A regional platform for children’s voices
The meeting brought together 31 child delegates from 12 countries and territories—Bangladesh, Cambodia, Hong Kong, Indonesia, Malaysia, Myanmar, Nepal, Philippines, Singapore, South Korea, Thailand, Timor-Leste, and Vietnam—along with 19 adult mentors, facilitators, and organizers. All delegates were selected through a child-friendly and inclusive process ensuring diversity in gender, age, ability, and background.
Play as a right, not a privilege
Grounded in the UNCRC and its General Comments No. 17 (on the right to play) and No. 25 (on children’s rights in the digital environment), the meeting highlighted how online play is deeply connected to other rights, from protection and privacy to freedom of expression and cultural participation. Children spoke candidly about the realities of gaming:
- Opportunities: creativity, teamwork, identity, stress relief, and even career pathways through e-sports and streaming.
- Risks: toxic chat, harassment, scams, pay-to-win traps, privacy breaches, grooming, and discrimination.
As one delegate noted, “Games should be fun and safe. We want to play, but we also want to be protected.”
Children’s voices at the heart
From the very first session, children spoke openly about their gaming worlds—from Roblox to Valorant, Mobile Legends, and Minecraft.
The program was built around three key sessions:
- Exploring Opportunities & Challenges in Gaming Spaces – Children mapped their gaming worlds and shared how online play affects their lives.
- Stay Woke: Safety Tools that Keep Gaming Safe – Delegates reviewed current platform safety measures and shared strategies they already use to cope with online risks.
- Game Zone Glow-Up: Designing Child-Friendly Platforms – Children became “game designers,” creating avatars with built-in safety, privacy, and inclusivity features.
Interactive activities, including market booths and a cultural night, celebrated the region’s diversity while strengthening cross-border friendships.
Recommendations by children
The highlight of #GamerPOV was the production of recommendations for multiple stakeholders:
- Governments: legislate child-friendly online safety laws, regulate ads and streaming platforms, and support safe e-sports opportunities.
- Tech companies: strengthen age verification, improve reporting tools, update filters to block hate speech, build inclusive design features, and educate children about their rights in fun ways.
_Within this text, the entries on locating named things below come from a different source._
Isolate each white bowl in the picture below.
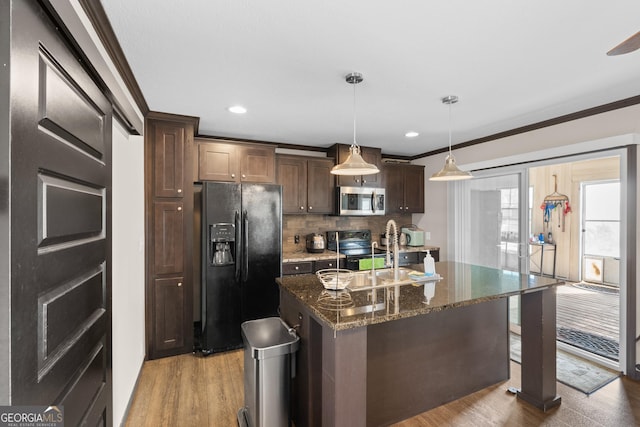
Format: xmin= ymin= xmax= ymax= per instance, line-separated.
xmin=316 ymin=268 xmax=353 ymax=291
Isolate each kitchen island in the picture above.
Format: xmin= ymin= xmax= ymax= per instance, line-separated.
xmin=277 ymin=262 xmax=562 ymax=426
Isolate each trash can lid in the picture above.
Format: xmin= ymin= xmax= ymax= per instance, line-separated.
xmin=241 ymin=317 xmax=300 ymax=359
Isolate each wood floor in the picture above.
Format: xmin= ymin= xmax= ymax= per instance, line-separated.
xmin=125 ymin=350 xmax=640 ymax=427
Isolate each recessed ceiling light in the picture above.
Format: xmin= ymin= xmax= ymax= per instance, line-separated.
xmin=228 ymin=105 xmax=247 ymax=114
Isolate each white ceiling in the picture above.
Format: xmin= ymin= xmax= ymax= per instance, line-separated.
xmin=102 ymin=0 xmax=640 ymax=156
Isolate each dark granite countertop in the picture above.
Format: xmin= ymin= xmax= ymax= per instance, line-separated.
xmin=282 ymin=249 xmax=345 ymax=262
xmin=380 ymin=245 xmax=440 ymax=252
xmin=276 ymin=262 xmax=564 ymax=331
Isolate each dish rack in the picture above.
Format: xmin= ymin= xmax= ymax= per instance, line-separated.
xmin=316 ymin=268 xmax=353 ymax=291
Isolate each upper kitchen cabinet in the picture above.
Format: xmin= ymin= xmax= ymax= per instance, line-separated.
xmin=148 ymin=121 xmax=187 ymax=197
xmin=276 ymin=155 xmax=335 ymax=214
xmin=196 ymin=139 xmax=276 ymax=184
xmin=327 ymin=144 xmax=384 ymax=188
xmin=384 ymin=163 xmax=424 ymax=214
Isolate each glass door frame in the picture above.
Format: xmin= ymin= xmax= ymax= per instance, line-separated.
xmin=447 ymin=145 xmax=640 ymax=374
xmin=449 ymin=166 xmax=530 ymax=274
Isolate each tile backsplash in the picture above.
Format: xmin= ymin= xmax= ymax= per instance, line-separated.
xmin=282 ymin=214 xmax=411 ymax=252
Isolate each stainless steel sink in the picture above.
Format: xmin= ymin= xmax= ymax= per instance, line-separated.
xmin=340 ymin=302 xmax=386 ymax=317
xmin=347 ymin=267 xmax=441 ymax=291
- Schools and parents: integrate digital rights in curricula, supervise e-sports clubs, co-create household “game rules,” and provide supportive spaces for dialogue.
- Civil society: run awareness campaigns, conduct child-led research, and directly engage children in advocacy with tech platforms and policymakers.
One creative output was the design of avatars—like “Player X,” armored against predators and toxic chat, and “ROXY,” symbolizing mental health, freedom, and balance—that captured children’s vision for safer digital worlds.
Letters to fellow gamers
In the closing session, children wrote letters to other young gamers worldwide—reminders to respect one another, balance health with play, and never blame themselves for negative experiences. These letters, handed symbolically to CRC Asia and Childline Thailand Foundation leaders, will inform future advocacy.
Next steps
CRC Asia will carry these insights forward in advocacy with tech companies, governments, civil society, and international bodies. Early engagements include outreach to Roblox and Discord, ensuring children’s voices shape the policies and platforms that define their digital lives.